RETROSPECTIVE LEGISLATION: which imposes criminal penalties is inconsistent with the
European Convention on Human Rights, Art 7, and with most modern conceptions of
the rule of law. It contradicts the principle that persons should only be expected to regulate their conduct according to laws which are in existence and should not be punished ‘on account of any action or omission which did not constitute a criminal offence . . .
when it was committed’ (Art 7). The constitutionally dubious nature of this type of legislation was recognised long before any of these more modern prescriptions were formulated.

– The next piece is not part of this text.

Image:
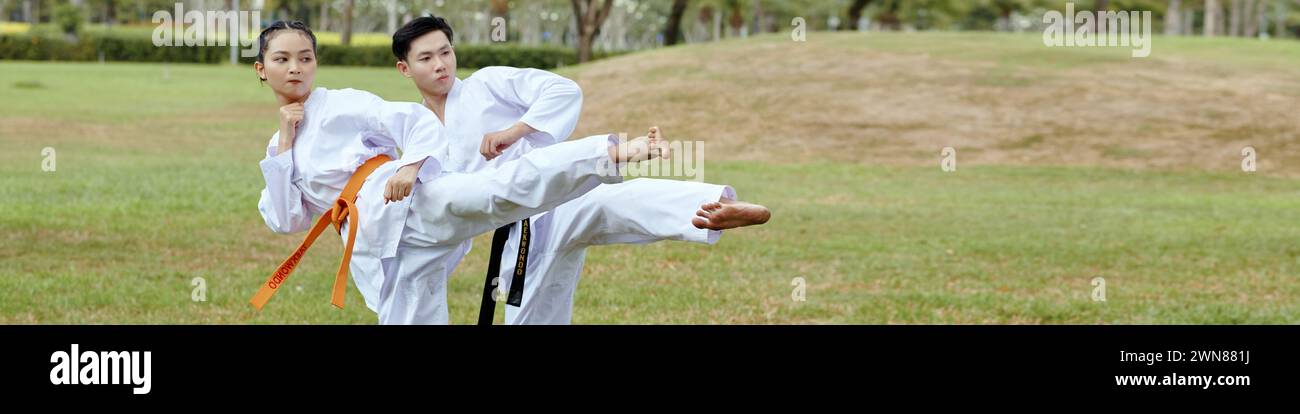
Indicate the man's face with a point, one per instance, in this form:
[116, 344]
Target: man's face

Hence in Phillips v Eyre (1870) LR 6 QB 1, Willes J stated that retrospective
legislation was ‘contrary to the general principle that legislation by which the conduct of mankind is to be regulated ought . . . to deal with future acts and ought not to change the character of past transactions carried on upon the faith of their existing law’. He also emphasized the still existing rule that a court ‘will not ascribe legislative force to new laws affecting rights unless by express words or necessary implication it appears that such
was the intention of the legislative’.

BUT :AND A BIG BUT:
Parliament is not bound by international law. Should a parliamentary enactment be
inconsistent with a rule of international law, the statute prevails. International treaties have only persuasive force in the United Kingdom. The judges assume that Parliament does not intend to legislate inconsistently with them.

HENCE:
Ambiguities or uncertainties
in English law(AS WELL AS THOSE IN INDIAN LAWS) will and should as of must usually be interpreted by the judiciary in ways which accord with international rules or morals and conscience behind,more particularly in India,where a majority of members of legislatures are themselves UNRULY,IMMORAL,AND CORRUPT WITH NO CARE FOR COUNTRY OR ITS PEOPLE.